ΔG = 5778.8(5.096 − log k) (3)

The slope of the Arrhenius plots shown in Fig. 3 were used for the determination of activation energy (E_a). Enthalpy and entropy changes were then determined according to the following equations.³³

ΔH = E_a − RT (4)

ΔG = ΔH − TΔS (5)

Fig. 3 Plots of ln k^o as a function of 1/T.

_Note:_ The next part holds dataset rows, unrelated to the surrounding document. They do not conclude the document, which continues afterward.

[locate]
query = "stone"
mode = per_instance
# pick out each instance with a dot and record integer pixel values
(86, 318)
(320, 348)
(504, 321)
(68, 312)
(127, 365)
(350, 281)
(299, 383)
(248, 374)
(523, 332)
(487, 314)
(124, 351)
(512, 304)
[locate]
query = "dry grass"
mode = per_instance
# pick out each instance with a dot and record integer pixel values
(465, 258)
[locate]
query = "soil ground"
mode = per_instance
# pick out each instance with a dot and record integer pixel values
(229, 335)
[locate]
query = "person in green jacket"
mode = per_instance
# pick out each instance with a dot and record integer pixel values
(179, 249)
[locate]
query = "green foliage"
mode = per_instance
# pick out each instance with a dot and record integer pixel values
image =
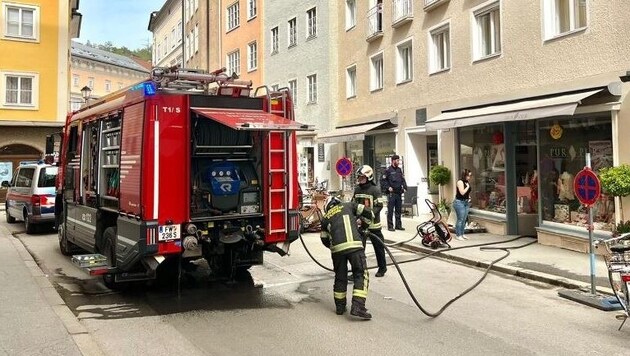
(142, 53)
(621, 228)
(440, 175)
(616, 180)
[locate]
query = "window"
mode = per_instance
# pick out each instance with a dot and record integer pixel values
(252, 56)
(404, 62)
(351, 14)
(21, 21)
(233, 20)
(312, 88)
(20, 89)
(351, 82)
(487, 31)
(251, 9)
(234, 62)
(562, 16)
(439, 49)
(292, 32)
(274, 40)
(196, 38)
(311, 18)
(293, 90)
(376, 72)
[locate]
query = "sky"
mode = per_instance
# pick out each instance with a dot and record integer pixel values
(122, 22)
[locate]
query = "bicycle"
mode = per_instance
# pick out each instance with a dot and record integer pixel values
(311, 210)
(617, 258)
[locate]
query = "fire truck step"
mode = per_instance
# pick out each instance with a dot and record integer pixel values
(89, 260)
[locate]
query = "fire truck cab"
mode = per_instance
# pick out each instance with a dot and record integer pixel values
(183, 166)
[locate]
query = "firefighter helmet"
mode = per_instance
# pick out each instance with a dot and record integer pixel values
(367, 172)
(330, 202)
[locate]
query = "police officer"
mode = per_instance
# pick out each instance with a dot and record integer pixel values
(369, 195)
(394, 184)
(341, 235)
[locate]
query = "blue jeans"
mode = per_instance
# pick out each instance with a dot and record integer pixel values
(461, 209)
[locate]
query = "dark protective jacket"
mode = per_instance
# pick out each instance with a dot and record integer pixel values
(339, 227)
(393, 177)
(370, 196)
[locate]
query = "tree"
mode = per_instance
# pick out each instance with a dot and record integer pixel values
(616, 182)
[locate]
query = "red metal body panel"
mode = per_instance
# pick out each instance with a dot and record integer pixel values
(166, 177)
(131, 158)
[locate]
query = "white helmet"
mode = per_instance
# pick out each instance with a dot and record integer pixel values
(330, 202)
(367, 172)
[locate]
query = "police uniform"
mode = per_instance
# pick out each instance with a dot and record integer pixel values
(394, 178)
(370, 195)
(341, 235)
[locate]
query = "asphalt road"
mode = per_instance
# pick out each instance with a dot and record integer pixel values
(289, 310)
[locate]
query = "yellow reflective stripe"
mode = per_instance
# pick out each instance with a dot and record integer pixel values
(347, 228)
(346, 246)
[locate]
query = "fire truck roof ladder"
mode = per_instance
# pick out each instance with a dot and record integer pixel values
(187, 79)
(277, 100)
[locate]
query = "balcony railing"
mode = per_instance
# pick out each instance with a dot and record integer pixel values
(375, 22)
(402, 12)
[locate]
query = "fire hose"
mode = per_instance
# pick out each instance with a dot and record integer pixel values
(482, 246)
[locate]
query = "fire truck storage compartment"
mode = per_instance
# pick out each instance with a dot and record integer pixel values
(225, 170)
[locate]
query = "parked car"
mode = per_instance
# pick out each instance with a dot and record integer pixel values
(31, 194)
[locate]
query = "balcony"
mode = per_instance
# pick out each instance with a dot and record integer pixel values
(375, 23)
(402, 12)
(432, 4)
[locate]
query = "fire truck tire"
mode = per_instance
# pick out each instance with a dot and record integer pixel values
(109, 244)
(10, 219)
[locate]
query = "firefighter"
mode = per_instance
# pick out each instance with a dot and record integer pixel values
(368, 194)
(341, 234)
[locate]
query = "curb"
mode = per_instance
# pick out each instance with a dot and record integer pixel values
(80, 335)
(504, 269)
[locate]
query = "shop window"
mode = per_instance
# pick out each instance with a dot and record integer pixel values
(483, 152)
(563, 147)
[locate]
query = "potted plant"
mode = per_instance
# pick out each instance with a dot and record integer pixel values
(615, 181)
(441, 175)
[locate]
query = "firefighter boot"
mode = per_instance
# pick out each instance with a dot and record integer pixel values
(341, 306)
(358, 309)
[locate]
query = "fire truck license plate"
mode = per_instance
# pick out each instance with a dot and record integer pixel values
(168, 232)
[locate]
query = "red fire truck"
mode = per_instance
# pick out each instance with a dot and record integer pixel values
(183, 166)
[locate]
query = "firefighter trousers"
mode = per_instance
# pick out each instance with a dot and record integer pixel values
(359, 274)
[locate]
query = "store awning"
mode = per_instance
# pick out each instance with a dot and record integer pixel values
(250, 120)
(524, 110)
(349, 133)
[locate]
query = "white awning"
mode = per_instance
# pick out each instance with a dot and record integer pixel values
(560, 105)
(347, 134)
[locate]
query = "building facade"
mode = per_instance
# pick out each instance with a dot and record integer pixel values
(517, 92)
(34, 76)
(301, 54)
(167, 28)
(103, 72)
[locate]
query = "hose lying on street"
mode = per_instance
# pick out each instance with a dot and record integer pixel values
(482, 246)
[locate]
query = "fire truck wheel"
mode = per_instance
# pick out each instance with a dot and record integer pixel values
(10, 219)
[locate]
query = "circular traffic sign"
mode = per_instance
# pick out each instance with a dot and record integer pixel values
(587, 186)
(343, 167)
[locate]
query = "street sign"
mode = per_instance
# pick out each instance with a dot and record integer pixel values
(343, 167)
(587, 186)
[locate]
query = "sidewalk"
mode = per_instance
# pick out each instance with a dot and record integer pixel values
(552, 265)
(34, 320)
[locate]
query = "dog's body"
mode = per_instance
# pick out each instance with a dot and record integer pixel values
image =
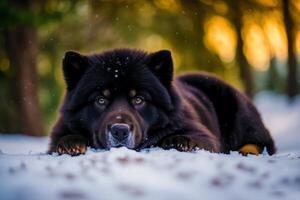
(127, 98)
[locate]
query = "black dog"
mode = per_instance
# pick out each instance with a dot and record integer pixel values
(127, 98)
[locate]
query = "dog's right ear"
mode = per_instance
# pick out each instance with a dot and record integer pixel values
(74, 65)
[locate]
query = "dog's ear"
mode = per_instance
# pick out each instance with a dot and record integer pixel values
(74, 65)
(161, 64)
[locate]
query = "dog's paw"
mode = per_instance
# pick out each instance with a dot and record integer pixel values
(71, 144)
(179, 142)
(250, 149)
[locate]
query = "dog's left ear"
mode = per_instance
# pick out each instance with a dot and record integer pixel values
(161, 64)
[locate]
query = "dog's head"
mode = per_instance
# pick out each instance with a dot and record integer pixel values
(117, 97)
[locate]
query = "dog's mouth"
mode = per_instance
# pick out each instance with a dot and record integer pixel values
(120, 135)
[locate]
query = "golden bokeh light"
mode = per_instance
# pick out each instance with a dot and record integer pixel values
(297, 44)
(276, 36)
(220, 38)
(256, 47)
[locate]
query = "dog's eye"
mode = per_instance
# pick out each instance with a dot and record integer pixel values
(101, 100)
(138, 100)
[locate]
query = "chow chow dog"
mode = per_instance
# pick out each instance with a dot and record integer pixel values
(130, 98)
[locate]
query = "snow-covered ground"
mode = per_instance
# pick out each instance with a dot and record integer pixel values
(26, 172)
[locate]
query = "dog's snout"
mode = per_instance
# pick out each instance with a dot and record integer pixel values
(120, 131)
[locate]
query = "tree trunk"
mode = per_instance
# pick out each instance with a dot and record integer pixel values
(22, 47)
(292, 85)
(244, 66)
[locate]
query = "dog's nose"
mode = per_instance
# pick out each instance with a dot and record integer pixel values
(120, 131)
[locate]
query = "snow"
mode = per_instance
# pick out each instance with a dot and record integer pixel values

Thermodynamic parameters listed in Table 2 show positive values of ΔG and ΔH thus, demonstrating the non-spontaneous and endothermic nature of the oxidation process while negative ΔS points to entropy opposed process. Negative ΔS means that the product has lower entropy than the reactant, hence, the ordered nature of the oxidized product can be related to its adsorption over the electrode surface. Furthermore, the gradual decrease in ΔG with temperature rise shows the inclination of redox reaction towards reversibility. In contrast, the increase in ΔS values with elevation of temperature indicate increase of randomness in the system as expected.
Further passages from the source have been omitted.